Appearing on ABC’s “The View” Tuesday, Kamala Harris proposed “a historic new Medicare at Home benefit” to “cover home care for the first time.”
The cost of such a benefit could reach $500 billion per year (almost $4,000 per American household).
But the Harris campaign implausibly claims that it could be funded merely by cutting Medicare payments for drugs.
As people age, they increasingly need assistance with basic chores like bathing, eating, dressing, or using the bathroom; 40% of Americans aged 85 and older need such help – and their number is expected to double by 2040. Most of this care is currently provided by relatives.
But as seniors are increasingly divorced, childless, or living far from their kids, the need for formal assistance is growing.
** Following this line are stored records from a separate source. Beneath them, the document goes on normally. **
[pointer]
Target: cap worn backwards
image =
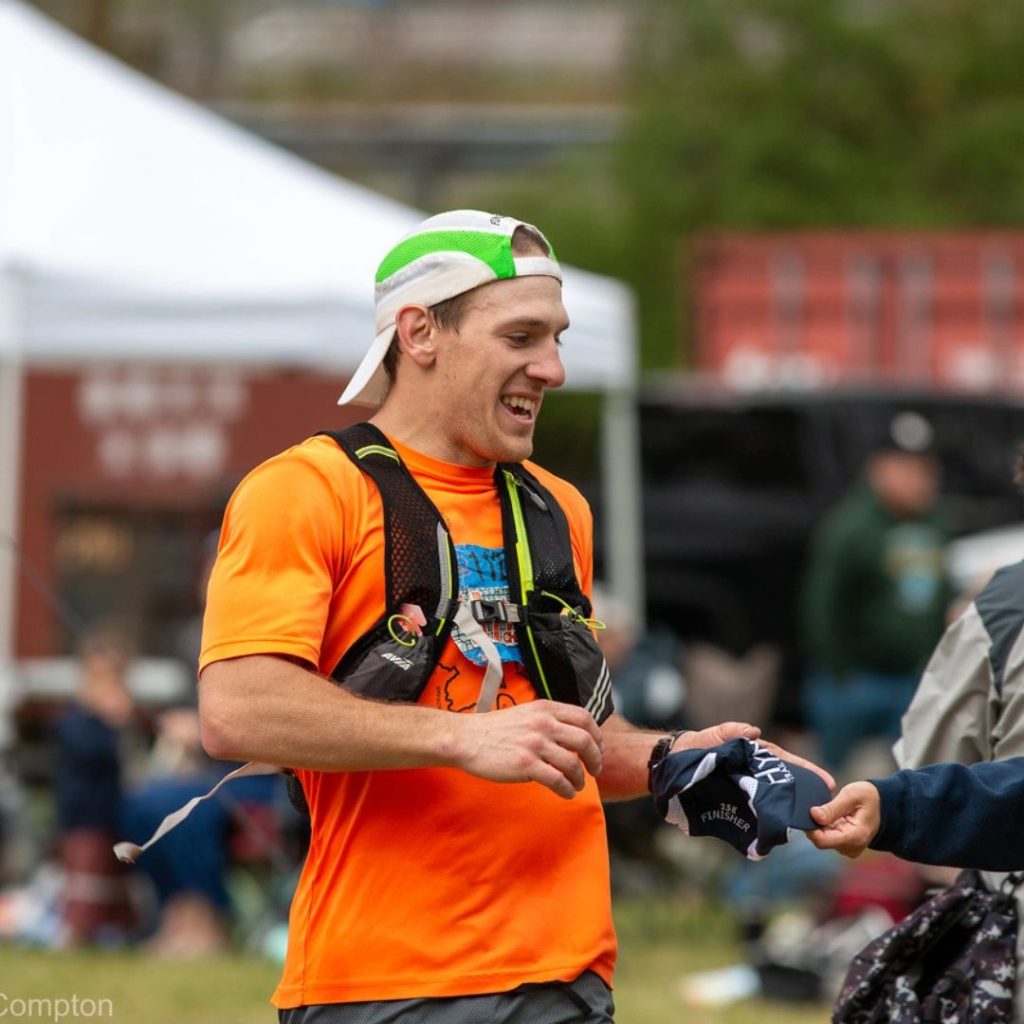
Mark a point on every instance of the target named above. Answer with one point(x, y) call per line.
point(738, 792)
point(442, 257)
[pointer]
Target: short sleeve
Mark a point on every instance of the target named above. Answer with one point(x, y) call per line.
point(272, 582)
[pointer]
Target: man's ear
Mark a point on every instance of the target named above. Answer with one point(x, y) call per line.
point(416, 331)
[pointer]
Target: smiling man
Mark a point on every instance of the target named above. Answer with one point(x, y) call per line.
point(371, 584)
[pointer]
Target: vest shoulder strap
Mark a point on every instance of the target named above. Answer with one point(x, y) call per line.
point(419, 559)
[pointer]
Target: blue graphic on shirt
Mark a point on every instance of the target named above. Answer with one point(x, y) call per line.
point(482, 576)
point(915, 563)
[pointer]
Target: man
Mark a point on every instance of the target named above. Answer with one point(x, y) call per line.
point(947, 814)
point(458, 863)
point(876, 594)
point(968, 709)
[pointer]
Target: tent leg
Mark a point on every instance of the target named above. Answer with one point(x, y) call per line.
point(623, 498)
point(11, 411)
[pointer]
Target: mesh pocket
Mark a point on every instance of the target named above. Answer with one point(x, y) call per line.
point(573, 666)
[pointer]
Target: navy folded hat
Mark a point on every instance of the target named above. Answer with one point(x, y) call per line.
point(738, 792)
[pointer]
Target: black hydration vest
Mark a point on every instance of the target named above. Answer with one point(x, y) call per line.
point(547, 608)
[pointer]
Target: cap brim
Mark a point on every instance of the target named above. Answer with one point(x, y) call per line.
point(369, 382)
point(810, 791)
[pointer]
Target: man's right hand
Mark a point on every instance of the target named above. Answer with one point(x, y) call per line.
point(541, 741)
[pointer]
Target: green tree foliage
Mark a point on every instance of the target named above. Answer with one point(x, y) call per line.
point(775, 114)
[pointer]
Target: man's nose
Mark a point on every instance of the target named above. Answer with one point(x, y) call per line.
point(547, 366)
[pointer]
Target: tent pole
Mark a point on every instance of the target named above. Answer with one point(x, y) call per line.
point(11, 412)
point(623, 497)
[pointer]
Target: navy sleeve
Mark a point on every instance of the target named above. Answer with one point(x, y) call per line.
point(956, 815)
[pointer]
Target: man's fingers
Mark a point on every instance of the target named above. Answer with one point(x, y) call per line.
point(567, 763)
point(828, 813)
point(577, 717)
point(582, 743)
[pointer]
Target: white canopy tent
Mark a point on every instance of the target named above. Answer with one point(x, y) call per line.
point(135, 225)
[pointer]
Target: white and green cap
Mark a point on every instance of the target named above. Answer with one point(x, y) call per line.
point(440, 258)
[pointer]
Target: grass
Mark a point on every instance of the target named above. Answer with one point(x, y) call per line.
point(662, 939)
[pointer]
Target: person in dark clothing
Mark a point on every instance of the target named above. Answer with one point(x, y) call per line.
point(876, 594)
point(949, 814)
point(88, 793)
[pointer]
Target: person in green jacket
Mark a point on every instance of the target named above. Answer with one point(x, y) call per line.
point(876, 593)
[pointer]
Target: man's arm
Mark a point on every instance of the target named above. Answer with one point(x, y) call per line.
point(268, 709)
point(950, 718)
point(957, 815)
point(627, 751)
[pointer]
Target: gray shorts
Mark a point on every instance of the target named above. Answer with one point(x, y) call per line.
point(586, 1000)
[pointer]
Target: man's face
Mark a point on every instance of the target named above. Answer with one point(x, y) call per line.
point(906, 484)
point(492, 374)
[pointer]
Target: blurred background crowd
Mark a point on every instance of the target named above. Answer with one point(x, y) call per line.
point(813, 210)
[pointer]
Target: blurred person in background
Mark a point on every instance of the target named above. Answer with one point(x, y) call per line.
point(88, 791)
point(459, 864)
point(876, 594)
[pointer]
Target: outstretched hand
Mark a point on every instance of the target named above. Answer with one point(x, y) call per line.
point(850, 821)
point(740, 730)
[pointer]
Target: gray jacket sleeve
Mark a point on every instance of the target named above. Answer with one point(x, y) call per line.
point(955, 707)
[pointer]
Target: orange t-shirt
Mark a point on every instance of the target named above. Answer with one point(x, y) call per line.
point(418, 883)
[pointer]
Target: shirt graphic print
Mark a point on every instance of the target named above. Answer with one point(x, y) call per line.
point(482, 577)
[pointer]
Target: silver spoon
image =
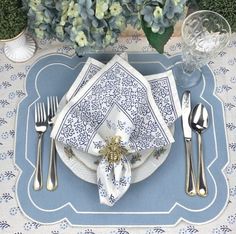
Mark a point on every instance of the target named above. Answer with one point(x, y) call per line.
point(199, 122)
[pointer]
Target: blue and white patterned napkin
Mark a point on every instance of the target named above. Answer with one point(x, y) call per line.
point(116, 102)
point(163, 88)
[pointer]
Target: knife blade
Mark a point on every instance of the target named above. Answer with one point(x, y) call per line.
point(190, 187)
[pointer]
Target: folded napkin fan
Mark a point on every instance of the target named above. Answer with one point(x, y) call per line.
point(113, 114)
point(162, 85)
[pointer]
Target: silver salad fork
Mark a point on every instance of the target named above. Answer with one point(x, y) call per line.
point(40, 127)
point(52, 104)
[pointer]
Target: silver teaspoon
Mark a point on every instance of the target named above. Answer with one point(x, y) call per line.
point(199, 122)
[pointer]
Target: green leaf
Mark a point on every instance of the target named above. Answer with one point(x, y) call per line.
point(157, 40)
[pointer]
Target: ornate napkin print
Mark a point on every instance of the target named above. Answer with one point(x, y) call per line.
point(165, 95)
point(163, 88)
point(91, 67)
point(115, 104)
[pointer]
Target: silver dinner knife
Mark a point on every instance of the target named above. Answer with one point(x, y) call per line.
point(190, 186)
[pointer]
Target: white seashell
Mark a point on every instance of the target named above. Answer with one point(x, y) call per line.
point(20, 49)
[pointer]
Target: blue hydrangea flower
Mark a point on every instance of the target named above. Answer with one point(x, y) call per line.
point(92, 25)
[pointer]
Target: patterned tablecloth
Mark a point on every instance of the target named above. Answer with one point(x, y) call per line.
point(12, 90)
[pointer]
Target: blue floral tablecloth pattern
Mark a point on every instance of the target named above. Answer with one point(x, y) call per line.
point(12, 90)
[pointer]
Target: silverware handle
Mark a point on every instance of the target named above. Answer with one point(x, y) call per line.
point(190, 186)
point(52, 170)
point(38, 184)
point(201, 181)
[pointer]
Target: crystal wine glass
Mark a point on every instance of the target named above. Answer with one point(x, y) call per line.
point(204, 34)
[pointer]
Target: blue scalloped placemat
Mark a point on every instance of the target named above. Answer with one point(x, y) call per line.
point(158, 200)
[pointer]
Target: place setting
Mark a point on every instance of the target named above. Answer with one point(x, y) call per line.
point(123, 139)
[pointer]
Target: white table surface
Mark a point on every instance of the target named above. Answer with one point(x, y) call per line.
point(12, 90)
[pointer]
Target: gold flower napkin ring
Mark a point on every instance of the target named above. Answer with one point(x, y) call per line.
point(113, 150)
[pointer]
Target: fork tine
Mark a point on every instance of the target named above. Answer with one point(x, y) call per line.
point(48, 106)
point(54, 105)
point(35, 113)
point(44, 113)
point(56, 102)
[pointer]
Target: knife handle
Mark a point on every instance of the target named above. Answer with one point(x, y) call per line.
point(201, 179)
point(190, 186)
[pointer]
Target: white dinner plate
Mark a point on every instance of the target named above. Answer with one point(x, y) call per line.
point(84, 165)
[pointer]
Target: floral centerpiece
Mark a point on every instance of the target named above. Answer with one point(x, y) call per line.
point(96, 24)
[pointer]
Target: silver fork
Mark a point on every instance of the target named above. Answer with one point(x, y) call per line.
point(52, 103)
point(41, 127)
This can be enormously expensive: the median cost of a home health aide is $33 per hour.
Except for a limited period following hospitalizations, Medicare doesn’t cover home care, and only 4% of seniors hold private long-term care insurance. Two thirds of home care is currently financed by Medicaid, which provides federal funds for states to cover poor residents.
But Medicaid eligibility and benefits vary greatly by state: some strictly enforce asset tests, pay inadequately to attract staff, and have long waiting lists, while others provide cash payments to relatives who would be delivering care anyway and seldom claim repayment from estates of wealthy beneficiaries after death. In 2021, Medicaid spent $115 billion on home-based care – an average of $15,407 per recipient.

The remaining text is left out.